Opinión
Quintana y los asuntos exteriores
El ruido del Estatuto catalán relegará hoy sin duda a un tercer plano la entrevista que -en su informal condición de ministro de Exteriores de Galicia- mantuvo ayer el vicepresidente Anxo Quintana con su colega español José Luis Rodríguez Zapatero. Pero lo cierto es que, más allá de la anécdota de que Quintana reivindicase para Galicia la condición nacional, el lance en sí mismo tiene su curiosidad y su miga.
El líder nacionalista no hace otra cosa que continuar -a diferente escala- la tradición establecida por el anterior presidente gallego en materia de relaciones internacionales. Y es que, sin necesidad de que Estatuto alguno se lo permita, los dirigentes del viejo reino de Galicia vienen aplicando aquí desde hace quince años su propia política de Asuntos Exteriores.
Si acaso, cambia el ámbito y la dimensión de la diplomacia gallega, pero el espíritu de fondo es más o menos el mismo.
El monarca Don Manuel, por ejemplo, conducía personalmente la política exterior de su reino, y lo hacía -como es natural, mi querido amigo- con la desmesura geográfica propia de su carácter.
Apenas quedó nación alguna del subcontinente americano que el entonces presidente de Galicia no visitase al menos una vez, con protocolo y tratamiento de jefe de gobierno a pesar de la modesta condición autonómica del país en el que mandaba. Y a la América Latina, que acabó por ser como de casa, hay que agregar otros muchos itinerarios de la diplomacia viajera que llevó a Fraga hasta Libia, Irán o la lejana Australia, entre otros países que harían interminable la relación.
Con el cambio de gobierno ha mudado también en su dimensión la política de relaciones internacionales de Galicia, que ahora se reduce al ámbito de la Península frente a la anterior tradición multicontinental que llevaba a Don Manuel de América a las arenas de África, y de África a las antípodas de Oceanía. Más modesto o menos ambicioso por el momento, el nuevo ministro de Exteriores Anxo Quintana se limita a pedir el ingreso en la liga española de primera, junto a Cataluña y el País Vasco.
Curiosamente -aunque nada extrañe ya en Galicia-, las rutas diplomáticas del anterior monarca conservador gallego parecían casar mucho mejor con las querencias del Bloque que las del propio Quintana. De hecho, los viajes de Don Manuel a la Cuba de Fidel Castro, el Irán de los ayatolas o la Libia de Gadafi solían ser años atrás la pesadilla de los jóvenes cachorros que el fundador de la actual derecha española había dejado en Madrid al frente de su partido.
Cierto es que carece de sentido cualquier comparación.
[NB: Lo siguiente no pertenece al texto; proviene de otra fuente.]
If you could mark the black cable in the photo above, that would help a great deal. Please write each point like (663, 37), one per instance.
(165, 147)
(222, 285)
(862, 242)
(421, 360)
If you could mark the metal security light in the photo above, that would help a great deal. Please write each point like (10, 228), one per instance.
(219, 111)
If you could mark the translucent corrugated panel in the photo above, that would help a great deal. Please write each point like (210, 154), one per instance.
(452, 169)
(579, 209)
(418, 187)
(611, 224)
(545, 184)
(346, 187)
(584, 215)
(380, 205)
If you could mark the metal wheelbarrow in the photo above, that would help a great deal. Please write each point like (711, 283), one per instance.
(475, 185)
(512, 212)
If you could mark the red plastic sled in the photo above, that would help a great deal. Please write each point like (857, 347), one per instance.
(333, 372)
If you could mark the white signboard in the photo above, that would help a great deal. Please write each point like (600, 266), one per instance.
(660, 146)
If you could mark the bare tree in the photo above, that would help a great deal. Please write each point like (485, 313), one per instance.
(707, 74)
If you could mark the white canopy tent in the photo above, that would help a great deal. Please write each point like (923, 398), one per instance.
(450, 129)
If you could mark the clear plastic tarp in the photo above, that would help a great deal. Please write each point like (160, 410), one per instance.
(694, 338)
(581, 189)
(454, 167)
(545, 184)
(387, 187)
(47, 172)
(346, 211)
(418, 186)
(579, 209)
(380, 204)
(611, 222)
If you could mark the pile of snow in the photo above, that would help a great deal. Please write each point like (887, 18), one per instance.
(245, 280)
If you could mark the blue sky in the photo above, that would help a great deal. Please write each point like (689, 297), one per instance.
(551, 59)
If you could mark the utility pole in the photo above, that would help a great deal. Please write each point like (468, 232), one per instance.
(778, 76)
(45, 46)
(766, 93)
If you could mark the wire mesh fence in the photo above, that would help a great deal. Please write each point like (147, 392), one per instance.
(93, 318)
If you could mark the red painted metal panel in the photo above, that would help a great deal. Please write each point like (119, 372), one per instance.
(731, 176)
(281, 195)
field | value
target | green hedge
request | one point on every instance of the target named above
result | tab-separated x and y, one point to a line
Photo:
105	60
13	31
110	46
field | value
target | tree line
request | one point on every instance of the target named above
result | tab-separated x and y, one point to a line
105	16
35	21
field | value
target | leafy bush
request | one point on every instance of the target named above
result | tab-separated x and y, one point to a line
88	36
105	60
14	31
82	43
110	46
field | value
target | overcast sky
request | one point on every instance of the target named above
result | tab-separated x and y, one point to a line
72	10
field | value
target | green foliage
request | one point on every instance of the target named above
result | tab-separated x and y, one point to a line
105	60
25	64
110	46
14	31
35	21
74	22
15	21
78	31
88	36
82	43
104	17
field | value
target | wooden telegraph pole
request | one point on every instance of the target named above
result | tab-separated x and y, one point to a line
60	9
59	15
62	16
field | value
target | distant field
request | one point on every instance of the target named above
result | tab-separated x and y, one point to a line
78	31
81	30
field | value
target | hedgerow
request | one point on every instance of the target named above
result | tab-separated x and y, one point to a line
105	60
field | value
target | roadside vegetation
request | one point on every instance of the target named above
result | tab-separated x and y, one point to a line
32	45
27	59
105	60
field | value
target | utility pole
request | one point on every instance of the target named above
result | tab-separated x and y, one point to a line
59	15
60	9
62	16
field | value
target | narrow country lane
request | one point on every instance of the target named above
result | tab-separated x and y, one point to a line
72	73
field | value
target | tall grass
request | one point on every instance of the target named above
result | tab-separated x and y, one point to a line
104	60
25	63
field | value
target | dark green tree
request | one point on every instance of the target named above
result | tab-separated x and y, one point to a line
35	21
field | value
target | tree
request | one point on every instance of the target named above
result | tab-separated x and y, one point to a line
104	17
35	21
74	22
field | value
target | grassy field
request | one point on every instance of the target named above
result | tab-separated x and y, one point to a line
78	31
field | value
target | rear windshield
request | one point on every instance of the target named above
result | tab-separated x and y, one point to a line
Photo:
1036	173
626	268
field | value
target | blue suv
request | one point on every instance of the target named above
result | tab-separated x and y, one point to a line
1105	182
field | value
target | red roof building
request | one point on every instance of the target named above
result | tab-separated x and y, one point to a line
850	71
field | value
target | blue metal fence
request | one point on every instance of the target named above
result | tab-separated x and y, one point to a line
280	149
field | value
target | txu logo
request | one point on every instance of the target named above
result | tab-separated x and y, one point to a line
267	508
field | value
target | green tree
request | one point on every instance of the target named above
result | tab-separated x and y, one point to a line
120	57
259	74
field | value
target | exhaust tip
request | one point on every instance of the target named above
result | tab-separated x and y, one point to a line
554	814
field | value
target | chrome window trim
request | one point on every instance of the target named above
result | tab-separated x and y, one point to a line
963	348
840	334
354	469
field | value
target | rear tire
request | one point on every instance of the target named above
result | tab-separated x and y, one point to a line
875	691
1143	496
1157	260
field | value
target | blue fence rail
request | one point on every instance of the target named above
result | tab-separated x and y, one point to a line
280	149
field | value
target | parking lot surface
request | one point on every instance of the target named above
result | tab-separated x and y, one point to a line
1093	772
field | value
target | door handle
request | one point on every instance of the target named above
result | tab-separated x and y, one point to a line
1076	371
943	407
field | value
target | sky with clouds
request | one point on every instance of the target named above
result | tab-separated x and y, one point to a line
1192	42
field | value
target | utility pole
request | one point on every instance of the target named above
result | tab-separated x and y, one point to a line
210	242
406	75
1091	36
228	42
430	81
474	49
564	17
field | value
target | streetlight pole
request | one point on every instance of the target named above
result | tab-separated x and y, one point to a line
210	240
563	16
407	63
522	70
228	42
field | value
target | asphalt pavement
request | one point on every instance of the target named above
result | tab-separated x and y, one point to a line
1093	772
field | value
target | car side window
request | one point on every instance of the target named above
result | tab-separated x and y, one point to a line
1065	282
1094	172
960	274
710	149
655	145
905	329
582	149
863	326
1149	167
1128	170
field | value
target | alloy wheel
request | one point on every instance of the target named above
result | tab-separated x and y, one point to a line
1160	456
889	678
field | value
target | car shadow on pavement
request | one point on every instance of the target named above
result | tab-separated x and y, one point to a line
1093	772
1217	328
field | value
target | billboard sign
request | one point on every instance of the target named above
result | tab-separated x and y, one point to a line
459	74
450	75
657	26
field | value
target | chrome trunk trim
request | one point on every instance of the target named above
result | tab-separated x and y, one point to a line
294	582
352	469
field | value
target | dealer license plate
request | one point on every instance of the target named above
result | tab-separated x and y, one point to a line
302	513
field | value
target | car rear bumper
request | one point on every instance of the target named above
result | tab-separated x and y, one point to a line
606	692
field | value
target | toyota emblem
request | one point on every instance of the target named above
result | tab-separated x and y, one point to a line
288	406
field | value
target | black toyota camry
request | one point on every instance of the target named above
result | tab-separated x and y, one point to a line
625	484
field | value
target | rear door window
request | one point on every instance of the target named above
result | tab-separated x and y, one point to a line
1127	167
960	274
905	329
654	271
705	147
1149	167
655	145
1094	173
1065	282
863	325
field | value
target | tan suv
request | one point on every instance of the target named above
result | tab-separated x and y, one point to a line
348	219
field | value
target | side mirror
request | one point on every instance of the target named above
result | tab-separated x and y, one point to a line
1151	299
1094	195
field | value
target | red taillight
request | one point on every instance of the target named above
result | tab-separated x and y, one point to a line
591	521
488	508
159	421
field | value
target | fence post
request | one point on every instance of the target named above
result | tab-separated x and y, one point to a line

Ni la personalidad de Fraga es fácilmente repetible -para bien o para mal-, ni las condiciones de formación del actual gobierno gallego tienen nada que ver con las del anterior. Y si antes resultaba impensable que Don Manuel cediese la representación exterior a algún conselleiro, ahora parece natural y casi obligado que el presidente Touriño delegue en su vicepresidente Quintana el negociado de asuntos exteriores. (Incluyendo, como es lógico, las entrevistas con el presidente del Gobierno de España).
Tiempo habrá, sin duda, de extender más allá de los estrechos límites de la Península la política internacional de un país que, como Galicia, dispone de una tan dilatada representación de sus ciudadanos en todo el mundo.
De momento, y en un plano más doméstico, no queda sino constatar que el cargo de ministro de Exteriores suele ser en Europa una estación de paso hacia la presidencia del gobierno. Jefes de la diplomacia fueron, antes de serlo del gobierno o del Estado, Mario Soares en Portugal, Alcide de Gasperi en Italia o Paul Henri Spaak en Bélgica, por citar sólo algunos ejemplos históricos.
Si la tradición continental es aplicable a Galicia -país europeo donde los haya-, el presidente Touriño tiene algún que otro motivo para preocuparse. Aparte del Estatuto, claro.